Elon Musk, der Zahlenjongleur
Er hat es wieder gemacht, Elon Musk, der Glamourboy und Zahlenjongleur der amerikanischen Wirtschaft. Und angeblich der reichste Mensch der Welt. Er hat für seinen Elektroautokonzern Tesla soeben den Jahresabschluss 2021 veröffentlicht. Ergebnis: 5,5 Milliarden Dollar Gewinn. Die Anleger jubeln, die Presse auch.
Wer sich aber die Bilanz genau anschaut, der bekommt Zweifel. Nämlich, dass der Gewinn tatsächlich aus dem Autobau und dem Autoverkauf kommt.
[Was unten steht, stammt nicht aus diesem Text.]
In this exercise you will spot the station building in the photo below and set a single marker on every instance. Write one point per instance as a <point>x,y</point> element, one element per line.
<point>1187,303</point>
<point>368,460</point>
Denn es ist nicht nur so, dass sich in den 5,5 Milliarden Dollar Gewinn auch knapp 1,5 Milliarden Dollar Einnahmen stecken, die gar nichts mit dem trivialen Bau von Autos zu tun haben. Diese Summe sind so genannte „regulatory credits“. Mithin Einnahmen, die aus dem Verkauf von Verschmutzungsrechten an Konkurrenten resultieren, die keine oder wenig Elektroautos im Angebot haben.
Geschönte Bilanz?
Diese „credits“ werden vom US-Staat an jene Hersteller verschenkt, die nur oder teilweise Elektroautos verkaufen, die sich also für den Umweltschutz engagieren. Wer keine oder zu wenig davon im Modellprogramm hat, muss an den Staat Verschmutzungsstrafen blechen. Und da es nach US-Regeln legal ist, diese „credits“ an Konkurrenten zu verkaufen, macht Tesla genau das. Auch, um die Bilanz aufzuhübschen. Und die Käufer sind dankbar dafür, dass es diese Möglichkeit gibt, weil sie dadurch ihre Strafzahlungen reduzieren können.
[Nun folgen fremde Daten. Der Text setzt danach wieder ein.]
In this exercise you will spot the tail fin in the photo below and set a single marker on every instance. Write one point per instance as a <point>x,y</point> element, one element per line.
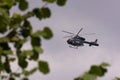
<point>96,40</point>
<point>94,43</point>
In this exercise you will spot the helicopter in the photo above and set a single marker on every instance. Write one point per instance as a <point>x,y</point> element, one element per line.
<point>77,41</point>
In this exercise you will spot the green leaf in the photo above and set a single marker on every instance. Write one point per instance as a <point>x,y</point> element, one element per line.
<point>4,39</point>
<point>7,52</point>
<point>27,52</point>
<point>27,73</point>
<point>34,56</point>
<point>3,24</point>
<point>35,41</point>
<point>46,13</point>
<point>38,13</point>
<point>43,67</point>
<point>11,78</point>
<point>22,61</point>
<point>117,78</point>
<point>16,74</point>
<point>97,70</point>
<point>7,65</point>
<point>104,64</point>
<point>61,2</point>
<point>42,13</point>
<point>37,33</point>
<point>38,49</point>
<point>8,3</point>
<point>5,46</point>
<point>25,78</point>
<point>49,1</point>
<point>47,33</point>
<point>15,20</point>
<point>89,77</point>
<point>23,5</point>
<point>26,29</point>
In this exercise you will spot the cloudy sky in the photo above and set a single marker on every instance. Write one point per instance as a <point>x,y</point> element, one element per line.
<point>94,16</point>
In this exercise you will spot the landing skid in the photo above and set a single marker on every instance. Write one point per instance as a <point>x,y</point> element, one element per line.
<point>75,47</point>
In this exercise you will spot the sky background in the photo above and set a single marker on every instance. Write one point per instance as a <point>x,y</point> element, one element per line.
<point>94,16</point>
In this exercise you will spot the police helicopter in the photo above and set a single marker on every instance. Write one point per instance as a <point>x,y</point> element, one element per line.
<point>76,41</point>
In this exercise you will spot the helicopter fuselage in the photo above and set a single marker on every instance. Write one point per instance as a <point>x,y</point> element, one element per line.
<point>76,41</point>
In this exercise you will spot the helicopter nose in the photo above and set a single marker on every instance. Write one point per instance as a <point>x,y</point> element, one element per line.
<point>69,41</point>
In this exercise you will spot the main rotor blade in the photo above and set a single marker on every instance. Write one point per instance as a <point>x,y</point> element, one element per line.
<point>68,36</point>
<point>79,31</point>
<point>88,34</point>
<point>67,32</point>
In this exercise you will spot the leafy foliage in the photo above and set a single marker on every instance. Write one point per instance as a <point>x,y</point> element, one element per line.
<point>16,29</point>
<point>94,72</point>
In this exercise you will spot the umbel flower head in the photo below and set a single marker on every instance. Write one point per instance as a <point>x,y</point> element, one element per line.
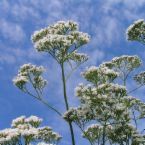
<point>60,40</point>
<point>27,130</point>
<point>136,31</point>
<point>29,73</point>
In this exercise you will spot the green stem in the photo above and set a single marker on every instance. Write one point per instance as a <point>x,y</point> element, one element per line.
<point>66,102</point>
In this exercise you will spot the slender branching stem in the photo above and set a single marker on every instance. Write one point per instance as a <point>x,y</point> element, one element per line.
<point>66,102</point>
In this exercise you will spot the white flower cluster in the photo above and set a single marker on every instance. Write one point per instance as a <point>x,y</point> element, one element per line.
<point>46,134</point>
<point>59,39</point>
<point>61,28</point>
<point>29,73</point>
<point>108,104</point>
<point>136,31</point>
<point>99,75</point>
<point>78,57</point>
<point>28,130</point>
<point>123,64</point>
Elon Musk, Schlitzohr und Zahlenjongleur
Muskgeht in seinem Zahlenwerk für das Geschäftsjahr 2021 bei einem anderen Punkt sogar noch einen Schritt weiter. Er führt dort unter dem Rubrum „assets“ (Vermögenswerte) auch Einnahmen auf, die noch gar nicht in der Kasse klimpern. Das Stichwort dafür heißt „accounts receivable“, also „erwartete Einnahmen“. Und die summieren sich in der Bilanz 2021 von Quartal zu Quartal auf – man glaubt es kaum – 7,9 Milliarden Dollar. Legt man deutsche Maßstäbe an, etwa jene eines „ehrbaren Kaufmanns“, dann müssten diese Zahlen einen Unternehmer um den Schlaf bringen.
Diese „Einnahmen“ zu bilanzieren, ist nach US-Rechnungslegung offenbar legal, sonst würde Tesla es nicht tun. Aber kann man angesichts dieser Zahlen tatsächlich Beifall klatschen, dass Tesla es allen Erz-Konkurrenten mal wieder gezeigt hat? Allen, die immer noch größtenteils die angeblich verhassten Stinker verkaufen? Und die Frage ist vor allem, ist Tesla nach einem Jahrzehnt der roten Zahlen nun tatsächlich profitabel im Geschäft Auto gegen Geld? Die Musk-Gläubigen, die an den Lippen des Zahlenjongleurs hängen, sind offenbar komplett kritiklos. Sie kaufen weiter Aktien und setzten darauf, dass es der große Macker schon richten wird.